POVERTY should be everyone’s concern. How we help the poorest among us to become beneficiaries and contributors in our economy is a measure of our success as a society. While that nobel thought is shared by most Canadians, they can’t be blamed for looking at the federal government’s new poverty plan with skepticism, especially with an election coming next year.

Much of the Liberal government’s strategy, unveiled Tuesday, puts both the hard work, spending and — most importantly — results down the timeline as they seek to lift more than two million Canadians out of poverty by the year 2030.

In fairness, nobody would expect poverty to be cured before Oct. 21, 2019 — the tentative voting date for Prime Minister Justin Trudeau to earn another mandate. However, it would be nice to see a more tangible action being taken rather than boasting about existing programs and head-scratching over how to measure poverty.

The measure of poverty is important to co-ordinating resources and directing government spending. But where is the bigger economic strategy that goes beyond governments doling out cash? A plan that habitualizes government and personal debt will only serve to ensure the wealth and poverty-resistance of banks.

Housing strategies need to foster affordable private options. All levels of government can look at red tape reductions to cut building costs. Rules that try to protect tenants from the worst of landlords often has the unintended impact of lowering the rental market inventor. Governments and city planners can adjust zoning and property tax structures to nudge builders into creating more affordable homes for both buyers and renters. We don’t need more McMansions for well-off professionals (in both the private and public sector) to have 4,000 square feet of tile and a hot tub.

Food strategies also need to recognize the role of the private sector and competitive markets. Trade wars have brought up the subject of Canada’s supply management system. It’s worth scrutinizing the systems to ensure it serves its purpose of providing adequate affordable supply to consumers and not just cartel status for producers.

Education is probably the most powerful weapon you can give an individual to let them pull themselves out of strategy.

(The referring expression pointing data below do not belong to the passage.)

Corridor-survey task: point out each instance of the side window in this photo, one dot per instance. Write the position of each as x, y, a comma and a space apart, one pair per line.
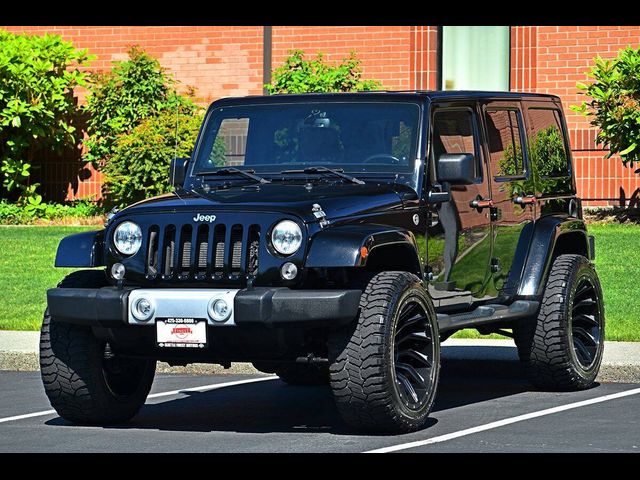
505, 146
229, 147
454, 133
547, 149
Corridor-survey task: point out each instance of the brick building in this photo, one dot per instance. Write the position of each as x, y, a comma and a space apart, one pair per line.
227, 61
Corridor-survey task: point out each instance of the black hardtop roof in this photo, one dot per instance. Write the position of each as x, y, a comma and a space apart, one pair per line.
382, 95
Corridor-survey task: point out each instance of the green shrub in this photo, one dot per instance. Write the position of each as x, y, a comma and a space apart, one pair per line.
14, 214
120, 99
615, 104
298, 75
139, 166
38, 75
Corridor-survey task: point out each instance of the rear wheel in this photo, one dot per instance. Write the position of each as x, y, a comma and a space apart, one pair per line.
384, 368
562, 348
84, 385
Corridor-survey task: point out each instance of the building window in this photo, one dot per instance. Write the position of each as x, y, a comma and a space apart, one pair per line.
475, 58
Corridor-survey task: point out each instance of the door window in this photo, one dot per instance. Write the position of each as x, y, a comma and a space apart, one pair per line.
454, 133
505, 146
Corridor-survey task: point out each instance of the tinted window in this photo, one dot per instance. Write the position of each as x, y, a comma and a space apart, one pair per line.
505, 148
357, 137
547, 148
453, 133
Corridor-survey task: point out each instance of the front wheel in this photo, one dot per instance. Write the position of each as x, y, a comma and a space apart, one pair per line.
84, 385
384, 368
562, 348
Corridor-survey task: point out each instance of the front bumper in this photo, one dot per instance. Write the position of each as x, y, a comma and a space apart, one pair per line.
110, 307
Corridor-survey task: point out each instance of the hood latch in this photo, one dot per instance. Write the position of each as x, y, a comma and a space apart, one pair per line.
320, 215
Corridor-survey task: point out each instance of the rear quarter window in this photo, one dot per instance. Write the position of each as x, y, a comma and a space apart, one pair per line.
546, 143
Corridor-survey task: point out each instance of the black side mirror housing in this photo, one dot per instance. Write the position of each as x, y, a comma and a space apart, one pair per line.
178, 171
456, 169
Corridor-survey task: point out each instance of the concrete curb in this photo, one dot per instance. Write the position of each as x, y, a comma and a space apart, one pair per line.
621, 363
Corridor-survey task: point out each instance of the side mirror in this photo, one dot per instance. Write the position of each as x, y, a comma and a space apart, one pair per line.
456, 169
178, 171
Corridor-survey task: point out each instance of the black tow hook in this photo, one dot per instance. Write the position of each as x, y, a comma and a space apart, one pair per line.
311, 359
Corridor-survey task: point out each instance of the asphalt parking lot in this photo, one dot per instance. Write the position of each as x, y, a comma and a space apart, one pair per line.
476, 411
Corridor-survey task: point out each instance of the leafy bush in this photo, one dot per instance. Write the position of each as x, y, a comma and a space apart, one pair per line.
139, 166
615, 104
14, 214
37, 77
120, 99
298, 75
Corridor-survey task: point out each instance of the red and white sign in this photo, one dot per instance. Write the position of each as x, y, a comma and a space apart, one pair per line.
181, 332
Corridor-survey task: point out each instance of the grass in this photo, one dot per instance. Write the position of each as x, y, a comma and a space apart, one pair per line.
26, 272
27, 255
618, 265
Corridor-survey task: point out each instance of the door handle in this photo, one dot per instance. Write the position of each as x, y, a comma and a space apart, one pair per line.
479, 203
526, 200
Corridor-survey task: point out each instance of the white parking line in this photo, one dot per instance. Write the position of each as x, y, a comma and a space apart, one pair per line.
506, 421
213, 386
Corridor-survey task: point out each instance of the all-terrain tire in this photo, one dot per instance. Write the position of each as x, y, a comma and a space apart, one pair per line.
562, 348
296, 374
81, 385
368, 371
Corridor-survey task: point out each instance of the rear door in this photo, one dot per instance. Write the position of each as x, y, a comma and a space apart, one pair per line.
512, 188
459, 238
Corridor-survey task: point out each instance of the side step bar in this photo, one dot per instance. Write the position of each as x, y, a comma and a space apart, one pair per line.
486, 314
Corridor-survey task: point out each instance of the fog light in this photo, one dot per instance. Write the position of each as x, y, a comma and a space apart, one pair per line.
219, 310
118, 271
143, 309
289, 271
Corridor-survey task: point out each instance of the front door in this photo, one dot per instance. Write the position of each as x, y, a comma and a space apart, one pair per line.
512, 190
459, 237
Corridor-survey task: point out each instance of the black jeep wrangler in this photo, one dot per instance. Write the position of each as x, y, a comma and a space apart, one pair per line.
337, 239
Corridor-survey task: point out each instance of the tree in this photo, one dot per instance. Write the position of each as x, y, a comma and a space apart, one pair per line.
122, 98
38, 75
614, 107
298, 75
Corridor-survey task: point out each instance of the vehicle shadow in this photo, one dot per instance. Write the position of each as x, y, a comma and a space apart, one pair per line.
273, 406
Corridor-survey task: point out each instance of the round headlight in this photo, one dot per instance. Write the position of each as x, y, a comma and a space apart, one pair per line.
127, 238
143, 309
286, 237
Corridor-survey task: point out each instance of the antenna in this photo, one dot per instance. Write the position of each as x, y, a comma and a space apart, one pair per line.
175, 152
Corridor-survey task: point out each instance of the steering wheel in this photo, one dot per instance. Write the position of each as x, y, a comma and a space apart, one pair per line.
387, 156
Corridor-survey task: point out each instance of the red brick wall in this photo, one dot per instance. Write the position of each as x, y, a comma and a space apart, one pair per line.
218, 61
384, 51
564, 56
227, 61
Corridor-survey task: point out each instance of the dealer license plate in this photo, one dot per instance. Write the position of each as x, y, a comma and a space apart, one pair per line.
181, 332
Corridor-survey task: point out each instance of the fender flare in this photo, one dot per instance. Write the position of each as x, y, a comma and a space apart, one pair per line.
544, 238
341, 246
81, 250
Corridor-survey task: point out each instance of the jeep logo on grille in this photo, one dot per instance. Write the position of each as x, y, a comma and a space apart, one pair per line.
204, 218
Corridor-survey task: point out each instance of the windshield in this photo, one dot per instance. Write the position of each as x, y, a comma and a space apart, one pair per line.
354, 137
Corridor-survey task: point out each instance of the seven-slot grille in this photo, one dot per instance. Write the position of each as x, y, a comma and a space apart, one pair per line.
202, 251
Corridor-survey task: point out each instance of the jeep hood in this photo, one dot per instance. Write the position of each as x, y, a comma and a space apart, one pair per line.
336, 200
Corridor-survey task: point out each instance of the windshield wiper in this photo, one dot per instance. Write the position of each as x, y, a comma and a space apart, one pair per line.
336, 172
235, 171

Credit where credit is due: the federal government’s student work placements program is helping aspiring tradespeople to earn while they learn skills that have a growing demand. This is a great example of strategic thinking that links needs of workers and employers for the betterment of all.

The coming federal election could give us reason to cynically dismiss government aspirations for poverty reduction as posturing. Rhetoric and cynicism aside, the federal plan opens up the conversation about the need and many options available to fight poverty. This conversation should challenge all federal parties and all voters to engage in thorough consideration, conversation and action on the subject.